This first of a series of three stories covering the 2014 MDA Clinical Conference discusses implications of new types of genetic testing
“Knowing, if not all, is almost all,” said Matthew Harms, a neurologist and neurophysiologist from Washington University in St. Louis, in his presentation on genetic testing for neuromuscular disorders at the 2014 MDA Clinical Conference, held in Chicago March 16-19.
“Molecular diagnosis matters,” Harms said. “We must come to molecular diagnosis as the availability of molecularly based treatments increases.” He said genetic (also called “DNA-based,” or “molecular”) diagnosis brings closure to families and “names the enemy they are fighting.”
However, he said, new types of genetic testing also make genetic counseling more complicated; require that professionals learn more about the implications of each genetic mutation they identify in patients; raise questions about what to do with unexpected, or “incidental,” findings not related to the initial diagnostic process; and may not detect all disease-causing mutations.
Current approaches to genetic diagnosis, Harms explained, are based on a directed search for possible or probable genetic mutations that doctors believe could underlie the signs and symptoms they see in a patient through taking a history and conducting a physical examination and non-genetic tests, such as those measuring the speed and strength of nerve-to-muscle signals. This is a useful approach, Harms said, but one that “often falls short.”
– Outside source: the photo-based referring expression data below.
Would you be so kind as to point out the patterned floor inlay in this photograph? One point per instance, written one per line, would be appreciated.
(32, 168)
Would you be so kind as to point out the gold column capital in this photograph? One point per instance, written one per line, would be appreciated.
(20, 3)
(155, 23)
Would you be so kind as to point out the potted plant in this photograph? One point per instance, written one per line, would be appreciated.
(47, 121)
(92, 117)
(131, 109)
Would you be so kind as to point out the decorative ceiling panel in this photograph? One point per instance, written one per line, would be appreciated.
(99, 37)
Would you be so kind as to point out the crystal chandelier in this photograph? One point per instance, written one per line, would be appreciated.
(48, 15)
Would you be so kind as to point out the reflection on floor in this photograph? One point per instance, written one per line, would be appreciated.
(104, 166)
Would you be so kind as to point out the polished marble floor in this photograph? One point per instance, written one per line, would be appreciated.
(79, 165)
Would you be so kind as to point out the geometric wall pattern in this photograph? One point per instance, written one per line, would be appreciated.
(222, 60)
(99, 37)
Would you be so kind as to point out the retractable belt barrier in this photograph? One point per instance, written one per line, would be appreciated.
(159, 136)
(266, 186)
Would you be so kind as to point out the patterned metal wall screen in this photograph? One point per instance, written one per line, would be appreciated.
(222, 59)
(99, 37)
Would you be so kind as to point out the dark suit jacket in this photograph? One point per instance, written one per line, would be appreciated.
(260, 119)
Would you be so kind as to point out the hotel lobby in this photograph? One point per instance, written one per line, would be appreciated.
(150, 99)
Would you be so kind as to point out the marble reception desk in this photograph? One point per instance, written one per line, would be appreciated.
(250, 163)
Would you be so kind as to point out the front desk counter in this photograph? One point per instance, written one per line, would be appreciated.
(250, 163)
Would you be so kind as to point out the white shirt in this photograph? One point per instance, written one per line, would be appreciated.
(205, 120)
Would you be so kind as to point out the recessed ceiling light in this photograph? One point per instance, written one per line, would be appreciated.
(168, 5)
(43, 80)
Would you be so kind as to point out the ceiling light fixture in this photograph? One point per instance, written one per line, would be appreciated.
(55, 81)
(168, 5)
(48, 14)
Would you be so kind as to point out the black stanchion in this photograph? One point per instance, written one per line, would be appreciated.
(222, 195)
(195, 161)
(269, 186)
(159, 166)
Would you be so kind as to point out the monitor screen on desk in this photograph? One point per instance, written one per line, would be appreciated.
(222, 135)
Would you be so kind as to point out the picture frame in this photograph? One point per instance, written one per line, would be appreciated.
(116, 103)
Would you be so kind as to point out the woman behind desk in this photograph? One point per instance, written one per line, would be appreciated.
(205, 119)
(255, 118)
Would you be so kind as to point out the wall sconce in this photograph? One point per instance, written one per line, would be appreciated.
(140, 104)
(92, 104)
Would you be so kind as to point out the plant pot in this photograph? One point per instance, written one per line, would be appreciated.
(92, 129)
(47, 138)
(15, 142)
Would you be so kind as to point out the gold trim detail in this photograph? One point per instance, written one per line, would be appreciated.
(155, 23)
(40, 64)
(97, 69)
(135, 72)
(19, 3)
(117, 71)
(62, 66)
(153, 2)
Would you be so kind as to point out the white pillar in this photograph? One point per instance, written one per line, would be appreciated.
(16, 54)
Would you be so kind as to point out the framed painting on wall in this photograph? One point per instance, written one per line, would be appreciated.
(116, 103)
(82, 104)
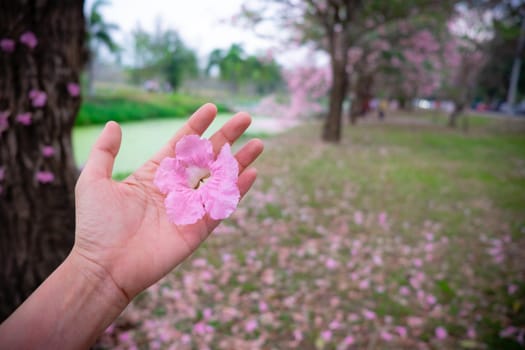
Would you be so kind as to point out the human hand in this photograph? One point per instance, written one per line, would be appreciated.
(121, 227)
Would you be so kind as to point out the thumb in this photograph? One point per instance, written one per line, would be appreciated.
(102, 157)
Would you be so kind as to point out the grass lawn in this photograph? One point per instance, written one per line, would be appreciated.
(407, 235)
(125, 104)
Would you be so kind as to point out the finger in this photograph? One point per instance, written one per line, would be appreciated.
(248, 153)
(246, 180)
(231, 131)
(102, 157)
(197, 124)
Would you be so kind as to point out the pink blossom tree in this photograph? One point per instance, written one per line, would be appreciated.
(334, 27)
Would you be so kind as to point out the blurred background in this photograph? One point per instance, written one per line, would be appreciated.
(389, 212)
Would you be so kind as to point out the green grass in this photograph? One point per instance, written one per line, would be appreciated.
(467, 189)
(134, 105)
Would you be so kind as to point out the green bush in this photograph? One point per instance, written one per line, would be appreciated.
(134, 107)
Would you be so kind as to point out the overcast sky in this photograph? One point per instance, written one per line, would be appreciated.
(203, 24)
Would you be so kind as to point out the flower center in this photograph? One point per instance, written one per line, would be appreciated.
(197, 176)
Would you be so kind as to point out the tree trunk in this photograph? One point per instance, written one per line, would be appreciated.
(454, 115)
(332, 125)
(363, 92)
(37, 169)
(91, 76)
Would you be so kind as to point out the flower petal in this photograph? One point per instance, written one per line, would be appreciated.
(225, 166)
(170, 175)
(220, 197)
(191, 150)
(184, 207)
(220, 194)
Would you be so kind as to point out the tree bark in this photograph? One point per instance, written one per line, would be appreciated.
(338, 53)
(454, 115)
(363, 93)
(37, 216)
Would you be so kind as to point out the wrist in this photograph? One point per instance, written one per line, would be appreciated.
(97, 277)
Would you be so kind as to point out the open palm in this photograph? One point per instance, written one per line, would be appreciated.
(122, 227)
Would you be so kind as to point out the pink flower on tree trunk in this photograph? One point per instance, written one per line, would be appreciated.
(24, 118)
(7, 45)
(73, 89)
(48, 151)
(45, 177)
(4, 124)
(196, 182)
(29, 39)
(38, 98)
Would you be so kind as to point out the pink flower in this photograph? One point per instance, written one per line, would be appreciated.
(349, 340)
(414, 322)
(251, 325)
(441, 333)
(386, 336)
(202, 328)
(508, 332)
(24, 118)
(369, 315)
(73, 89)
(431, 300)
(331, 264)
(38, 98)
(45, 177)
(382, 218)
(358, 218)
(512, 288)
(29, 39)
(326, 335)
(404, 290)
(4, 124)
(263, 306)
(196, 183)
(402, 331)
(48, 151)
(7, 45)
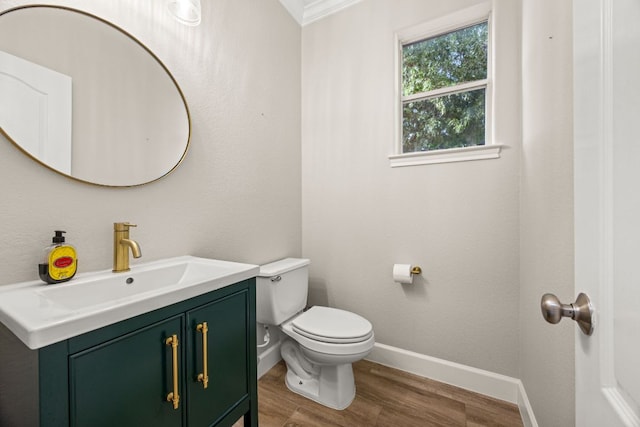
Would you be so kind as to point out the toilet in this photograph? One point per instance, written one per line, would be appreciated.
(321, 343)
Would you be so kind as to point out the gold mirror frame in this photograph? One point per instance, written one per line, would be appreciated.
(185, 127)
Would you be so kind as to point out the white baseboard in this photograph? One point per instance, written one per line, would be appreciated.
(477, 380)
(268, 359)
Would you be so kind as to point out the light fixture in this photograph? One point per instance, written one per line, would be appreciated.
(187, 12)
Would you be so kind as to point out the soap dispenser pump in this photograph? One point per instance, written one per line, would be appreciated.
(60, 260)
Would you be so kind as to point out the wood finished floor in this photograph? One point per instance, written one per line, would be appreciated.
(385, 397)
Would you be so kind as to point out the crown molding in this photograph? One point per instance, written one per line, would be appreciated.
(310, 12)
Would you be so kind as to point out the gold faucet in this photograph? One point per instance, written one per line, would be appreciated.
(121, 245)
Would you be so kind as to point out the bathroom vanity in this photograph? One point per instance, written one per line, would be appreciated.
(188, 363)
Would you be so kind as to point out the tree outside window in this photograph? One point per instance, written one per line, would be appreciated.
(444, 85)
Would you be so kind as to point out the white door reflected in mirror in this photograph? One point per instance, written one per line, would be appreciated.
(130, 123)
(35, 109)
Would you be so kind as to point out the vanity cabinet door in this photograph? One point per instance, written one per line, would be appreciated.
(227, 358)
(125, 381)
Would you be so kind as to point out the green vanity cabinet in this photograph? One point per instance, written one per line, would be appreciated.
(121, 375)
(120, 382)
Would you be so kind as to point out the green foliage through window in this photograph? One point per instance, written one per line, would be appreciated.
(438, 112)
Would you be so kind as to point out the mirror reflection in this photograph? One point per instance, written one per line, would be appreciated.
(87, 100)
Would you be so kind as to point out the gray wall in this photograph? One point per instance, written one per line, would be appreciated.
(546, 229)
(458, 221)
(236, 196)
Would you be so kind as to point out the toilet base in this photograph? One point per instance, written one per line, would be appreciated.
(333, 387)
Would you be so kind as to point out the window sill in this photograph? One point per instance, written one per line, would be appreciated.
(463, 154)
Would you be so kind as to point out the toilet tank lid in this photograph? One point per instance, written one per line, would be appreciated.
(282, 266)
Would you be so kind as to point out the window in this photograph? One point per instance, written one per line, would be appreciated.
(444, 77)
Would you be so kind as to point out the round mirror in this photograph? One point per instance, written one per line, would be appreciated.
(84, 98)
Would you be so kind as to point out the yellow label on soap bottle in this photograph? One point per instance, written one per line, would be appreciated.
(62, 262)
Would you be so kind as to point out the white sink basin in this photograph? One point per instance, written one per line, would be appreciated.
(41, 314)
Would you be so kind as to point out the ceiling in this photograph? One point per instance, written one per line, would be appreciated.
(307, 11)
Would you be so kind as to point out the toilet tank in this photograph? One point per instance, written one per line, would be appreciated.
(281, 290)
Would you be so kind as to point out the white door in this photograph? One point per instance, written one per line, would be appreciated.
(607, 208)
(36, 110)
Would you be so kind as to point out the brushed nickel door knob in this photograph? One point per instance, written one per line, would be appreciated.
(581, 311)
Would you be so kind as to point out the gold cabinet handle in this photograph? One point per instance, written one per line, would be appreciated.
(204, 376)
(173, 396)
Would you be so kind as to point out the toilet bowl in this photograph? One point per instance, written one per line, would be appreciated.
(321, 343)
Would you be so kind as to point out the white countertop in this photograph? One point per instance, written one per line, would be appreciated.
(41, 314)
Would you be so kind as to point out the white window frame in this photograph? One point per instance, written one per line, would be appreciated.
(449, 23)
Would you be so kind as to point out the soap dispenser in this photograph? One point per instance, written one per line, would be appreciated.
(60, 260)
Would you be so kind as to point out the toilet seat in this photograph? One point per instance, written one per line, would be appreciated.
(332, 325)
(331, 331)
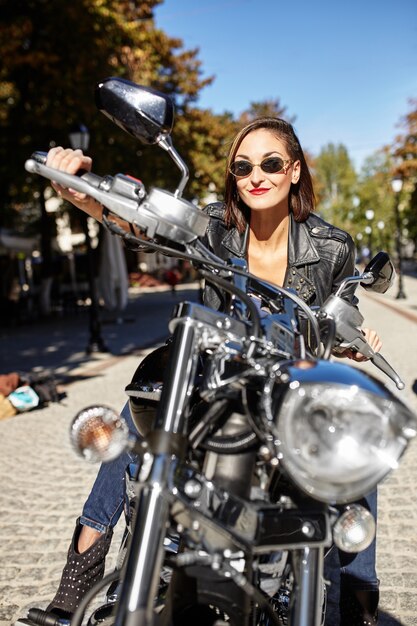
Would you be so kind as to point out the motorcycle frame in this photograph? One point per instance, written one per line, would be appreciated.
(167, 443)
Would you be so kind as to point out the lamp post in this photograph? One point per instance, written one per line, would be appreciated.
(381, 225)
(369, 214)
(79, 138)
(397, 185)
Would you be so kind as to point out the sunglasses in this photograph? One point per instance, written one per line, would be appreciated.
(270, 165)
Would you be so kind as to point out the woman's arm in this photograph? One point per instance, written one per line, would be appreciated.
(71, 162)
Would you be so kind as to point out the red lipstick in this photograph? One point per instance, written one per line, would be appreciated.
(259, 191)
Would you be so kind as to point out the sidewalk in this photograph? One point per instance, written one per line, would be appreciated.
(44, 484)
(59, 344)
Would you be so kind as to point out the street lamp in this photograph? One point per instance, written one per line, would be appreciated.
(397, 185)
(369, 214)
(79, 139)
(381, 225)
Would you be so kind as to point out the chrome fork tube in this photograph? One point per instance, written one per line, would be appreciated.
(146, 551)
(308, 572)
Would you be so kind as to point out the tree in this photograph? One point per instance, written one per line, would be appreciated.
(265, 108)
(335, 184)
(52, 59)
(405, 155)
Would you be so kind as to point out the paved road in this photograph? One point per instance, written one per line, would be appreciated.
(44, 484)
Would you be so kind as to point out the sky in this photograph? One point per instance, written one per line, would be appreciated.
(345, 70)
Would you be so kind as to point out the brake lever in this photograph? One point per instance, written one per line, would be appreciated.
(359, 344)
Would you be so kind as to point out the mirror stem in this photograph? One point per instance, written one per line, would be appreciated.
(165, 142)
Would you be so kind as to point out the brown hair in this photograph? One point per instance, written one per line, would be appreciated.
(301, 197)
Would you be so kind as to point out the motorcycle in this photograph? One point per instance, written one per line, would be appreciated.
(256, 444)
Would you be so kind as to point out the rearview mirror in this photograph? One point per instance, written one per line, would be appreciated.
(142, 112)
(382, 270)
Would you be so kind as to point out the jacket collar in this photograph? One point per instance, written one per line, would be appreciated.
(301, 249)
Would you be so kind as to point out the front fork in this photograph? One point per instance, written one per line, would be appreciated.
(307, 609)
(167, 443)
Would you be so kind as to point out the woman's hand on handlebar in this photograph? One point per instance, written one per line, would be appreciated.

To illustrate his point, he described a patient who was thought to have type 2 Charcot-Marie-Tooth disease but in whom no molecular diagnosis could be made after extensive testing for the known mutations for this condition. Ultimately, the patient underwent a new type of testing known as exome sequencing, in which all exons — the parts of the human genome that directly code for proteins — were examined. Two mutations were found in a gene underlying a rare neuromuscular disorder that had not originally been on the list of suspected conditions.
Exome sequencing can now be done for about $900, Harms said, which is considered affordable in many settings. However, it has limitations, Harms cautioned. It does not, for instance, find potentially significant mutations that are in introns, the parts of genes between exons that do not directly code for proteins. Nor does it find abnormally expanded sections of DNA, such as those that cause type 1 myotonic dystrophy (MMD1, or DM1) and one form of amyotrophic lateral sclerosis (ALS); or variations in the number of copies of a gene, an important factor in predicting the likely severity of spinal muscular atrophy (SMA).
We are on the threshold of newer forms of sequencing that can routinely examine the entire genome — genome sequencing — Harms said. This strategy, rapidly evolving so that it can be used more broadly than it is now, can detect more types of mutations but will be expensive.
Need to raise ‘genetic literacy’
Harms said that forms of genetic testing that scan entire genomes or exomes have already taught us to question our assumptions about genetic disorders and that newer forms of testing will be even more challenging. We have already learned, he said, that symptoms that can arise from a particular genetic mutation are much broader than had been anticipated; that there are more genes out there that cause disease than had been thought; that patients with multiple disease-causing mutations are not as rare as has been believed; and that understanding of genetics, even by professionals, is incomplete.
Mutations that are thought to be harmful sometimes turn out not to be, he said; while those that are thought not be harmful sometimes are. “Clarity will only come from collaboration as physicians,” he said. “Genomic literacy has to be raised, in ourselves and in our patients.”
Panel discussion raised questions
A lively panel discussion followed Harms’ presentation. In addition to Harms, the panel included geneticist Madhuri Hegde, a geneticist and MDA research grantee at Emory University in Atlanta; Carly Siskind, a genetic counselor at Stanford (Calif.) University; and neurologist Jerry Mendell, a longtime MDA research grantee and co-director of the MDA Clinic at Nationwide Children’s Hospital in Columbus, Ohio.
Among the important questions raised by this panel and by the audience included:
None of these questions has a clear answer, although there seemed to be consensus that we need clear consent forms for patients and their parents; that we need more genetic counselors; that the level of knowledge of genetics and its role in disease must be raised for all professionals who are involved with patients; and that cost-benefit calculations must be made for genetic testing.